Cuando yo tenía ocho años ya era astuta. Ya sabía, a esas alturas, que durante la hora del recreo, para evitar que mis compañeros de clase bromearan sobre mi pelo y mi color, debía meterme al baño y allí merendar, escribir, hablar con mi amigo imaginario, reír, practicar las poesías que me enseñaban en clase, repasar el examen de ciencias y echarme el inhalador albuterol contra los ataques de asma. Aprendí a ver mi mundo metida en el baño del Colegio San Vicente Ferrer; pasé muchos años haciendo de aquel lugar mi guarida.
También sabía que, una vez sentada en clase, si a la maestra le daba con mencionar la palabra “África”, yo debía disimular estoicismo y asumir actitud de no me importa, para de ese modo obviar la siempre esperada reacción de Eliseo o José Manuel, o de cualquier otro que se unía en el acoso evitando ser él o ella misma el punto. No faltaba el grito jocoso que proclamaba, ¡Yolanda, africana!, mientras la maestra regañaba el alboroto e intentaba implementar políticas de bullying que aun no habían sido inventadas para 1978 (callados niños, respeten al prójimo, papá dios castiga sin vara y sin fuete).
Todas las noches rezaba en lenguaje católico para que las vírgenes patronas de todos los países y los santos mártires de todos los inventados concilios, cónclaves y demás hierbas apostólicas romanas resolvieran mi predicamento. Aquel que por equivocación y voluntad del mismísimo dios, se me había adherido al cuerpo al nacer: mi negrura. Todas las noches rogaba por amanecer blanca al otro día. Todas las veces fallaba el pedido y se ponía de manifiesto el embuste de que “aquel que pide con fe todo se le concede”. Todas las mañanas volvía a ser negra.
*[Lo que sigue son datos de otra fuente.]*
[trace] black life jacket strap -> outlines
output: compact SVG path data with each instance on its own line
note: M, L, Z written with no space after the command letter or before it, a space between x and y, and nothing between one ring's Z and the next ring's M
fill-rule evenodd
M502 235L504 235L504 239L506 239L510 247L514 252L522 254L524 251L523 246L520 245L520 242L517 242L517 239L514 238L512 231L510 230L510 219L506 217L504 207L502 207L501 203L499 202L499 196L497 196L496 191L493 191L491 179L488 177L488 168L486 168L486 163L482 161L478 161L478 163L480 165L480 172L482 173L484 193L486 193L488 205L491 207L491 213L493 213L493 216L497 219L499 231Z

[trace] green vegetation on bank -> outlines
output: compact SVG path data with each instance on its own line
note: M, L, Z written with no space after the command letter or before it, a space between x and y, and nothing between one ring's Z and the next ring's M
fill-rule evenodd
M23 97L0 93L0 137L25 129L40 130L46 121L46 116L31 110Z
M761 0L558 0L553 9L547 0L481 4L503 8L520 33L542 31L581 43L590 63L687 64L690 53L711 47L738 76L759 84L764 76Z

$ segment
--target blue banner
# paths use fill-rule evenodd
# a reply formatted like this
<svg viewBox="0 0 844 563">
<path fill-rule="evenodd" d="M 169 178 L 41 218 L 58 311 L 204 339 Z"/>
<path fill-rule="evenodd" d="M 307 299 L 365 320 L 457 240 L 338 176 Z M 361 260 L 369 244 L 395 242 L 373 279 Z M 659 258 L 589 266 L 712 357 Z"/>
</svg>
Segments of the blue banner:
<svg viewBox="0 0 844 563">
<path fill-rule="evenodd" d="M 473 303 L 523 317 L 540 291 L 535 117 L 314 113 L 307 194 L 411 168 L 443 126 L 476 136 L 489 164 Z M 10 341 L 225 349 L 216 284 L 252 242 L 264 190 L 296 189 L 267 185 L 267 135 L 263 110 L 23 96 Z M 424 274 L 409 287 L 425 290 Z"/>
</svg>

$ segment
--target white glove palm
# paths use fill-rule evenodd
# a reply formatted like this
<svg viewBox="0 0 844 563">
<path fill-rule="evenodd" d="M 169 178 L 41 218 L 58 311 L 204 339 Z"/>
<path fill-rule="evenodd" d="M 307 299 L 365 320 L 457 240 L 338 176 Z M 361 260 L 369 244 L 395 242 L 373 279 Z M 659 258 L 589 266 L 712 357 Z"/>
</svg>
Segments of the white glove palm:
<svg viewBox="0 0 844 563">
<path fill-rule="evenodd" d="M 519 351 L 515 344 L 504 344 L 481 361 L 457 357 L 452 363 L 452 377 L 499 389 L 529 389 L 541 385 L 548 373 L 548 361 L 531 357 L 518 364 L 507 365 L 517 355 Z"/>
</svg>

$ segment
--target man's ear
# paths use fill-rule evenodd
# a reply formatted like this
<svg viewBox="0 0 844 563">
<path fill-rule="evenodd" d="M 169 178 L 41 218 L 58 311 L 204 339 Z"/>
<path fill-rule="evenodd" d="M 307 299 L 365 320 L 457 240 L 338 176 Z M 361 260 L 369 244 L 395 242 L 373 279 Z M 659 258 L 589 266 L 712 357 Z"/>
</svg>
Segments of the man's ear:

Nunca me sentí en papel, siempre viví ajustándome, superando algo, resiliente. Demostrando, histriónicamente, que no me afectaba cuando los chicos se mofaban de los alambres de púas en mi cabeza, o cuando alegaban que yo era Medusa y que alguno se había cortado la mano ensangrentada con kétchup de solo tocarme el pelo. Luego venía el lio de sacarme el kétchup del cabello, o alguna goma de mascar experimental que el más valiente había colocado. No saber manejar mis rizos o mi afro recrecido, luego convertido en una masa lacia y maleable después de la imposición de ardorosos químicos, no resolvió el asunto, sino que lo empeoró.
Abuelita, para calmarme, me contaba que yo había nacido blanca y rubia, y que en un descuido de su parte, mientras intentaba hacerme dormir en su regazo, yo me había resbalado para ir a caer en una tacita de café. Era una historia bonita, que me confortaba, pero que no cuadraba con mi realidad una vez me ponía manos a la obra para ir a conquistar al hombre blanco y rubio, que por decreto divino, me correspondía en aras de mejorar la raza. Con ese objetivo en mente, my own Quest for Camelot, la emprendí intentando la colonización del corazón del hombre blanco (fueron siete a lo largo de mi vida), y a explicarle a los padres de éste, por qué yo lo merecía y ellos a mí.
Treinta años más tarde aun siento que esta fábula slash paupérrima mentira piadosa, determinó mi vida y lo que soy hoy. Quizás por eso al sentarme a escribir no me siento todo lo negra que debería, o todo lo blanca que debería, o todo lo mujer que debería, o todo lo humana que debería. Algo falta, me percibo de otro planeta. Es quizás gracias, o por desgracia a esa impronta, que hoy me siento orgullosa de mis raíces, pero traicionada, orgullosa de mis ancestros, pero abandonada, orgullosa de haber descubierto ser descendiente de cimarrones, luchadores, reformadores pero triste.
Desubicada, sin cuajar del todo. Sin raza.
La autora es novelista, cuentista y ensayista.